Stelios Kanakis (KANAK.AT), the Greek distributor of ingredients for confectionery and bakery products, made an announcement a couple of days ago that it is being acquired. The buyer is Norwegian company Orkla Food Ingredients. The acquisition will take place via a tender offer and the price offered to shareholders is €4.36. This values the entire company at €32.7m.
This seems like a reasonable price to me. Net income for 2018 was €2.1m and this was about equal to 2017. The company also held €8.2m in cash as of December 31, 2018 and it had no debt. So ex-cash, Orkla Food is paying just under 12x earnings. The company is not growing much and I think this is a reasonable earnings multiple for the business.
The controlling Kanakis family that holds ~80% of the outstanding shares, will also sell their stock. After the offer is completed and the shares are delisted, Orkla will then transfer 20% of the share capital back to the family in exchange for the same price they paid in the offer. This looks a bit strange, but I think they are just doing this to be able to delist the shares. I believe at least 90% ownership is needed to do this. This construction ensures that the Kanakis family will continue to have skin in the game after the transaction closes.
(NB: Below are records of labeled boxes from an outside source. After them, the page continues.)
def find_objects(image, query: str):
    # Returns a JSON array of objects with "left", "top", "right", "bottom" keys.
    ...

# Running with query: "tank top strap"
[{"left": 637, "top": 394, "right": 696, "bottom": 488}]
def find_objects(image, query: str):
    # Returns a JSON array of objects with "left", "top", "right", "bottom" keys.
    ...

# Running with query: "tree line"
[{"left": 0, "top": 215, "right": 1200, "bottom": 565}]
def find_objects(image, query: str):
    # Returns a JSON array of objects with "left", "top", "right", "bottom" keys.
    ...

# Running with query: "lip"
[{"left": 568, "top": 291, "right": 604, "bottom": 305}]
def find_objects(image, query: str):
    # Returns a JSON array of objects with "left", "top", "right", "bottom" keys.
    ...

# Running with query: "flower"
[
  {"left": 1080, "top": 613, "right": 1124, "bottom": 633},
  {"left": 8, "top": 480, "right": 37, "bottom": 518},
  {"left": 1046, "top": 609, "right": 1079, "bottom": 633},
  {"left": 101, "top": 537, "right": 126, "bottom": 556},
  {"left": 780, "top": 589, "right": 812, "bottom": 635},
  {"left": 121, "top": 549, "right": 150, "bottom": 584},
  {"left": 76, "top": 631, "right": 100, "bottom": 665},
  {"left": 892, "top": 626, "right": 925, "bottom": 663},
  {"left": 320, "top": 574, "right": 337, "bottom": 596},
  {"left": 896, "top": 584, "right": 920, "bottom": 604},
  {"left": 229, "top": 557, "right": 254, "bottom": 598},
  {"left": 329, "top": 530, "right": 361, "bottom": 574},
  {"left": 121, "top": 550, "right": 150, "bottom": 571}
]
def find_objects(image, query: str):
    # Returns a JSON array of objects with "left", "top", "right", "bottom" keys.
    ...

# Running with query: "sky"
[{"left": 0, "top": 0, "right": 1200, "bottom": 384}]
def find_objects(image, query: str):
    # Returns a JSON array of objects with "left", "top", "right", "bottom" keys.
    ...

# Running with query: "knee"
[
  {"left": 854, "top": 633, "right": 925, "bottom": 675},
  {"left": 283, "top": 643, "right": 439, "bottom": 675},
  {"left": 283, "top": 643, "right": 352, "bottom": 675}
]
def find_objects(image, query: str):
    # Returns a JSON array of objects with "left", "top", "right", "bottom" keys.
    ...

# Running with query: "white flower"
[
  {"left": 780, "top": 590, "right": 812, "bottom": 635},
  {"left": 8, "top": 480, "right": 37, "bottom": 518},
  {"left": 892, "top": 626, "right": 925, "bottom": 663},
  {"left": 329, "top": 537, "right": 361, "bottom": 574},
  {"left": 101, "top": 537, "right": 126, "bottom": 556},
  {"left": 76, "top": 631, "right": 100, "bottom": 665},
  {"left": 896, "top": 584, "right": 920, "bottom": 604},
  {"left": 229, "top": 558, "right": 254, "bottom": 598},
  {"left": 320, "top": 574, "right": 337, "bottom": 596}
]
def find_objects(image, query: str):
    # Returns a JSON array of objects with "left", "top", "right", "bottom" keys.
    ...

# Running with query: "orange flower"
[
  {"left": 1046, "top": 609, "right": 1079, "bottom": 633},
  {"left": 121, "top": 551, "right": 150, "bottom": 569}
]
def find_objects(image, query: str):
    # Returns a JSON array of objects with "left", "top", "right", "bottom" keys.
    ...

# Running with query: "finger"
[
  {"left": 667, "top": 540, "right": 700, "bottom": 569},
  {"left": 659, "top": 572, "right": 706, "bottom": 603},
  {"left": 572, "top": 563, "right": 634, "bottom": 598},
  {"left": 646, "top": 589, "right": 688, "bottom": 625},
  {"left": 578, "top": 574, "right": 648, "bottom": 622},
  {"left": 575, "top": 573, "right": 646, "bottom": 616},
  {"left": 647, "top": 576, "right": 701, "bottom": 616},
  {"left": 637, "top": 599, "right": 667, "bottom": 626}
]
All in all, this is a good outcome for shareholders. I think Stelios Kanakis was a relatively low risk way to bet on a Greek recovery when the company was in the midst of a depression in 2014.
I felt that one of the risks was that the Kanakis family would take the company private at a bargain price during this time of economic distress, which they probably could have done fairly easily. To their credit, they did not do this and shareholders who held on during the tough years are now able to get a good price for their shares. They’ve also received a number of large dividends and capital returns along the way. I think the Kanakis family have treated shareholders fairly in terms of their capital allocation and by allowing them to now profit alongside management from this takeover. I sometimes call out the management of a company when I see things that I believe are not fair. In this case, I believe the Kanakis family deserve the applause from shareholders.
I haven’t been a shareholder of the company for a while though. I sold most of my shares at prices ranging from €3.30 to €3.60, so I missed some of the remaining upside in the stock price. I think that’s fine though. To get an acquisition offer from a third party is pretty much the ideal scenario unfolding here, but other things could have happened as well.